And we’ve vanished all of this down the memory hole.

The Lt. Col. in that Politico article sounds like a man who just stepped out of a time capsule. Not a fallout shelter from the ‘60’s, but a man frozen in the ‘80’s. It wasn’t all “Morning In America” back then. There was a conviction it was all going to hell in hand basket, and that it needed to happen sooner rather than later.

Trump didn’t invent that; he just gave it an excuse to take center stage. The idea never really left; it just now needs to work its way all the way out, in order to return to the fringes once more.

Which is where it was when my boss and I argued loudly and drunkenly. He was the manager of about six people who worked six hour days cranking out enough bread for about six stores. I say six hours, but I think that was my day, because after making the buns from scratch with the other workers, I loaded the van and delivered the goods, which gave me longest working day in the bakery. Not, in other words, a major operation.

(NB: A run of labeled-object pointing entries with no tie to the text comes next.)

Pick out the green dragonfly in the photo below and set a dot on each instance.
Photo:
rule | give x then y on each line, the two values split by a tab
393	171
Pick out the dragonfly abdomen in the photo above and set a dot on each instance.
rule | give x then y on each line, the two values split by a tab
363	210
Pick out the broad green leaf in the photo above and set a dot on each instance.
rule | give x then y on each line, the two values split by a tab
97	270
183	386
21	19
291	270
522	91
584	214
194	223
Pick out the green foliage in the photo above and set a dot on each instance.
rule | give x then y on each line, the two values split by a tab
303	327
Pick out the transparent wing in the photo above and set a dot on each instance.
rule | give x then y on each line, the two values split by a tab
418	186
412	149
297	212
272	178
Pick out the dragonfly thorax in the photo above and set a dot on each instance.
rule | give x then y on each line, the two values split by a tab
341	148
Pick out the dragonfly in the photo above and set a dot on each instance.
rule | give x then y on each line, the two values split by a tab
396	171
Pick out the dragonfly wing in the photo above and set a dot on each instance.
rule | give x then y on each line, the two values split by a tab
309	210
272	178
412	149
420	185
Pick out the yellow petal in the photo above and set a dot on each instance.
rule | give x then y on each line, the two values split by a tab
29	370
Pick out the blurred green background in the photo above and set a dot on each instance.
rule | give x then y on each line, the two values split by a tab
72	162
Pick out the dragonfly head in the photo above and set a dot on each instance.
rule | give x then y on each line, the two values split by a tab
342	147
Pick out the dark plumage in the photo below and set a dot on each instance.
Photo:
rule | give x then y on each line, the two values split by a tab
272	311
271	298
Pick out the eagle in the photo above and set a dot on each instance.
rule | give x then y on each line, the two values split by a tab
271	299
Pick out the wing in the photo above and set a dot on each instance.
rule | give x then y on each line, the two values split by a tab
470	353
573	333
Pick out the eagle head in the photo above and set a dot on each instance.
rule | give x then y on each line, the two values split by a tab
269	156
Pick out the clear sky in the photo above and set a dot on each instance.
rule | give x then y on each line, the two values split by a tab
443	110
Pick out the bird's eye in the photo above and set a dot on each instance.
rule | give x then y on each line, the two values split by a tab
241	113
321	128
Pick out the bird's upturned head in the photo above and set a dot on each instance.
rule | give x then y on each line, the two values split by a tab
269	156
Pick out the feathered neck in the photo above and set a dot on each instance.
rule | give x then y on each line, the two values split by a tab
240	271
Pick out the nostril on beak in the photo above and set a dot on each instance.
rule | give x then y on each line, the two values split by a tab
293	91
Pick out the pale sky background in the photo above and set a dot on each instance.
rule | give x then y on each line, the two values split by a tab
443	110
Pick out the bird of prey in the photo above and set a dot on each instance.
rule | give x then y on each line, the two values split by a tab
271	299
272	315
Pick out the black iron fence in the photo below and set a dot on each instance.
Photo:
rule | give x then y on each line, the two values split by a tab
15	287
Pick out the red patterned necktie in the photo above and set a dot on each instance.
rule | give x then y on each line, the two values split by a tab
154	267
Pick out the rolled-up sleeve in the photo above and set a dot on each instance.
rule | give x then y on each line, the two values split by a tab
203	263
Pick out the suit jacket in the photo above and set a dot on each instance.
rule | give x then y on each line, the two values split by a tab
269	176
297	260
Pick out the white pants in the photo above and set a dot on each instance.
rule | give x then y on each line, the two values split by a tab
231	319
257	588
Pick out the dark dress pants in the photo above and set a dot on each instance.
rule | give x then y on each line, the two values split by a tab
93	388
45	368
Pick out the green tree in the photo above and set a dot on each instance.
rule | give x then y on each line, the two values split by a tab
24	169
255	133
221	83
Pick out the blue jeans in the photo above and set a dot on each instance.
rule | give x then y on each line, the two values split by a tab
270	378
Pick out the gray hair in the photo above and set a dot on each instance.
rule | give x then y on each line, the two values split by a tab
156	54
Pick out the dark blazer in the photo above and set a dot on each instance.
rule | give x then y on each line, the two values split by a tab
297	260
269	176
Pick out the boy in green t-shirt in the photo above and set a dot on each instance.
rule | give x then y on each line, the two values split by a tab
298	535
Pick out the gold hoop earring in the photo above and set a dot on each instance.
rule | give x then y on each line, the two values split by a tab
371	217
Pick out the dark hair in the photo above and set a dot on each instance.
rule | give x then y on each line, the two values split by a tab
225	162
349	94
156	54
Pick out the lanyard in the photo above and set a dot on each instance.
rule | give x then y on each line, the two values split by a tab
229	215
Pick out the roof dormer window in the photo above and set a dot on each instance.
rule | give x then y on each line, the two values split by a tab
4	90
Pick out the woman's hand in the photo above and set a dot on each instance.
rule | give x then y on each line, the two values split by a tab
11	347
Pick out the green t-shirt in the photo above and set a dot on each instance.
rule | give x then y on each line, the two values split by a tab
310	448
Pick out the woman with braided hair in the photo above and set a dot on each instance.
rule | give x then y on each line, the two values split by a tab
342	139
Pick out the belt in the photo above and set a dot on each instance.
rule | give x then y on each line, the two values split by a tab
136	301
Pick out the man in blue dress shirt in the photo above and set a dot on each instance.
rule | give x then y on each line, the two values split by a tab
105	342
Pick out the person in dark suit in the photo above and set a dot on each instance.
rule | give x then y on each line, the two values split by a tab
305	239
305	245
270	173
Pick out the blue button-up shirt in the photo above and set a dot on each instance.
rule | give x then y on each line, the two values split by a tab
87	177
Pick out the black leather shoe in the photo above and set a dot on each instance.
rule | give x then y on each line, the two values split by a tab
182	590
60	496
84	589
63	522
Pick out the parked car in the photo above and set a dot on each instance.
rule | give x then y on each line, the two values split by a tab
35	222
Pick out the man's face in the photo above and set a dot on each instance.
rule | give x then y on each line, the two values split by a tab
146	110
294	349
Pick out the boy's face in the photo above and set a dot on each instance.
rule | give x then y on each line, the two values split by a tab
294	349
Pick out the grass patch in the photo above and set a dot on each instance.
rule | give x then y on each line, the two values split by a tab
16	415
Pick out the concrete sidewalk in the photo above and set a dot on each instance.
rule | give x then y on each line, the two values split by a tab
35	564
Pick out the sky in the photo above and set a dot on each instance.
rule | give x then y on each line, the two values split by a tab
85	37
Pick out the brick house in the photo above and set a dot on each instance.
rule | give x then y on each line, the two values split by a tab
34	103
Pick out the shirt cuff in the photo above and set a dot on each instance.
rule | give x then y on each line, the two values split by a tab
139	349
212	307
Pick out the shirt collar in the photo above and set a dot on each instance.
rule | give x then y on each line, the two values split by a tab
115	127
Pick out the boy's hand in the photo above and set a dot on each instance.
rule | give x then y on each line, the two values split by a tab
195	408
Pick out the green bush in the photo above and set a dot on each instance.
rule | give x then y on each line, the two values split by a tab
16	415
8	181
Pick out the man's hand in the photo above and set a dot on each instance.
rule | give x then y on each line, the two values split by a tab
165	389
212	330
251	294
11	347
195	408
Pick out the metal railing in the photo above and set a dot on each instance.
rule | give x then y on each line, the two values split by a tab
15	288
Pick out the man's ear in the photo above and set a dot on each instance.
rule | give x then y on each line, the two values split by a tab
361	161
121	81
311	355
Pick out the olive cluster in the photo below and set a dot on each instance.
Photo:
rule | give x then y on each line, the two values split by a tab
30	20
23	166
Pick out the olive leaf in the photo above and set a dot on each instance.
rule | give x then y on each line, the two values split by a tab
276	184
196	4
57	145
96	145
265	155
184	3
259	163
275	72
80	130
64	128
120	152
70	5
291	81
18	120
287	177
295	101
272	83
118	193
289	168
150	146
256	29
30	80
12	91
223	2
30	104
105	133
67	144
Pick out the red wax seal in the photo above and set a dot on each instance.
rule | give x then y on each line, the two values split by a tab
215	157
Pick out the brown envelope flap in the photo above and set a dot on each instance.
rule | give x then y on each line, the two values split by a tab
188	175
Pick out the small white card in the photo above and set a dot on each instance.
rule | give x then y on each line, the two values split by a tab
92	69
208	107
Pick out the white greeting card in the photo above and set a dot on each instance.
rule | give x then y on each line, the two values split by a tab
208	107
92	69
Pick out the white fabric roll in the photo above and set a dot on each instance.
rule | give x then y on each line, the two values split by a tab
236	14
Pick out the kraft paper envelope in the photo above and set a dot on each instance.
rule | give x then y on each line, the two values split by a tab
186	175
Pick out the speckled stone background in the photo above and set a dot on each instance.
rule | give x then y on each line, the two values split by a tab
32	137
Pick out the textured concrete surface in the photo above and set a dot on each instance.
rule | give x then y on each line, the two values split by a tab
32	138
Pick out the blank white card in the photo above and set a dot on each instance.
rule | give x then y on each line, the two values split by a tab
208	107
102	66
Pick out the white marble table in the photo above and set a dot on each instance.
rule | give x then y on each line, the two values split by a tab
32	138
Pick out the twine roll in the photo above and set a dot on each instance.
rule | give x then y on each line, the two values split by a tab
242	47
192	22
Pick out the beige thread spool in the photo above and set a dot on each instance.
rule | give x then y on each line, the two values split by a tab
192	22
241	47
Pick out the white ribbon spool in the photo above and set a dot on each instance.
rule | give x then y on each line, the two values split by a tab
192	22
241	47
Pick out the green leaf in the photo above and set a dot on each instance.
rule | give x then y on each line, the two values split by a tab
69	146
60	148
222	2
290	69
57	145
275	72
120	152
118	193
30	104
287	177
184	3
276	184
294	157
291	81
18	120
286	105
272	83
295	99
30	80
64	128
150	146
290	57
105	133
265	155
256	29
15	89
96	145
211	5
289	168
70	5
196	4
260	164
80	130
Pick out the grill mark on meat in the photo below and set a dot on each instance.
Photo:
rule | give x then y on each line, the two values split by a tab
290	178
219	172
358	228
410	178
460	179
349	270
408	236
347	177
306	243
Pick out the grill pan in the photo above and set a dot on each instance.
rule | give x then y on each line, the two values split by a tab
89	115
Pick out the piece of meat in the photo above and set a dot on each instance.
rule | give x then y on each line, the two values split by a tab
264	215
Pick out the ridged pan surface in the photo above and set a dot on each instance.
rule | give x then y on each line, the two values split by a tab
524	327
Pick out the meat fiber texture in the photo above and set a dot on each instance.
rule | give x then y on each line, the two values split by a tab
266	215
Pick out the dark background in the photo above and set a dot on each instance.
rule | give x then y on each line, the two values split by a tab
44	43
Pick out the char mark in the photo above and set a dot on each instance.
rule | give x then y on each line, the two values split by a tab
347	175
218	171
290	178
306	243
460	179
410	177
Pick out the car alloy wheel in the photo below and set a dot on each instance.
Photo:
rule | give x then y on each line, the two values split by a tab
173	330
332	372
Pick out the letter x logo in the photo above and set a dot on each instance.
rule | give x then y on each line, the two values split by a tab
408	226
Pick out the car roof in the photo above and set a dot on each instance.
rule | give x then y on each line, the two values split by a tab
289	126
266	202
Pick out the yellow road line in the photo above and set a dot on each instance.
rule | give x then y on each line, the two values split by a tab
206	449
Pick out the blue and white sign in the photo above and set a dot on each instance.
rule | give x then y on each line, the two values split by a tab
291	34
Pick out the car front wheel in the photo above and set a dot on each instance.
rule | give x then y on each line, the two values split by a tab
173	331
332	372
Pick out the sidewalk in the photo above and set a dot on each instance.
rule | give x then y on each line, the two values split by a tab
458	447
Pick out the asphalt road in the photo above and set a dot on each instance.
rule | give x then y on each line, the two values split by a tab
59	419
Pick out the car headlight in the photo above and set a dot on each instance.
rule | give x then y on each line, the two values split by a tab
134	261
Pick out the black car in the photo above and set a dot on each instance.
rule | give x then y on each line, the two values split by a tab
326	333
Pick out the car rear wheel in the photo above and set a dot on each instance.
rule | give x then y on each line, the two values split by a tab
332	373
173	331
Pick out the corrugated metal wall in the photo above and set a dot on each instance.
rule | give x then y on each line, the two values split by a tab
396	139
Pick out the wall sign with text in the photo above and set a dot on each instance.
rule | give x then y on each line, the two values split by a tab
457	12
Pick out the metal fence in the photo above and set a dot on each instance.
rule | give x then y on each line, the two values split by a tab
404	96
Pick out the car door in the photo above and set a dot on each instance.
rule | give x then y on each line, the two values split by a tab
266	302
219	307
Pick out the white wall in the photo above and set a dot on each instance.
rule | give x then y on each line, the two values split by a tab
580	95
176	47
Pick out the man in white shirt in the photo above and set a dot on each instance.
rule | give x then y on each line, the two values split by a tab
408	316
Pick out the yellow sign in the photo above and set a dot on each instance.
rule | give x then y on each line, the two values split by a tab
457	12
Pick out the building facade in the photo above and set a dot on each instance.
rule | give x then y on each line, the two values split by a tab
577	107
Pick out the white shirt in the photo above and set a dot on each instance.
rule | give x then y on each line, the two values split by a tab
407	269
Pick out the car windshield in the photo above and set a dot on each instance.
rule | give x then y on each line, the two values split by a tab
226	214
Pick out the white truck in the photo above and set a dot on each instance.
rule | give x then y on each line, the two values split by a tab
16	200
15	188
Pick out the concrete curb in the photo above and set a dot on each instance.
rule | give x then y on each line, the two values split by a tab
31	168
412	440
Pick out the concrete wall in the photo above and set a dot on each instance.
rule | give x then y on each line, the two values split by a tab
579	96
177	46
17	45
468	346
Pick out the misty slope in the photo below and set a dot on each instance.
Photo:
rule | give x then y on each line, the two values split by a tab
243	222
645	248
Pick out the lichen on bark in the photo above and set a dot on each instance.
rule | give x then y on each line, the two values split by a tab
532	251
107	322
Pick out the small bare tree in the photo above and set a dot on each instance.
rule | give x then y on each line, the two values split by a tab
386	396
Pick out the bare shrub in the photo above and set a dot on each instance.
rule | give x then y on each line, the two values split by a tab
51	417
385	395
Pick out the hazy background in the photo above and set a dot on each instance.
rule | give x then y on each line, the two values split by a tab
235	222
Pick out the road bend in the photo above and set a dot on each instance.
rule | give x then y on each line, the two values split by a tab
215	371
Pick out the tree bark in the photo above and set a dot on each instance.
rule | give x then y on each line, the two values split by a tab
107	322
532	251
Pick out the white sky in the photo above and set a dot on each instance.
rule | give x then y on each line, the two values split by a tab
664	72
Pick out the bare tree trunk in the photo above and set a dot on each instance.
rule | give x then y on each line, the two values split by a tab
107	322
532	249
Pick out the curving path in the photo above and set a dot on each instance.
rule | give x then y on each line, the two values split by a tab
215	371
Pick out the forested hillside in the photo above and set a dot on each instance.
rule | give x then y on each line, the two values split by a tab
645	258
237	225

Nichols makes much of the value of this Lt. Col.'s house; geez Tom, have you priced houses lately? The fact is, there is, indeed, nothing new under the sun. Not even the impotent wish to make your life more significant than it is.  “The mass of men lead lives of quiet desperation.” Thoreau, before the Civil War.

The more things change, and all.

1 comment:

  1. I didn't know prepper stuff was that old. I never understood why anyone figured they'd survive such a collapse based on stuff they could hoard. The only thing that would get you through that is cooperative effort but that's not in line with all that rugged individualist BS.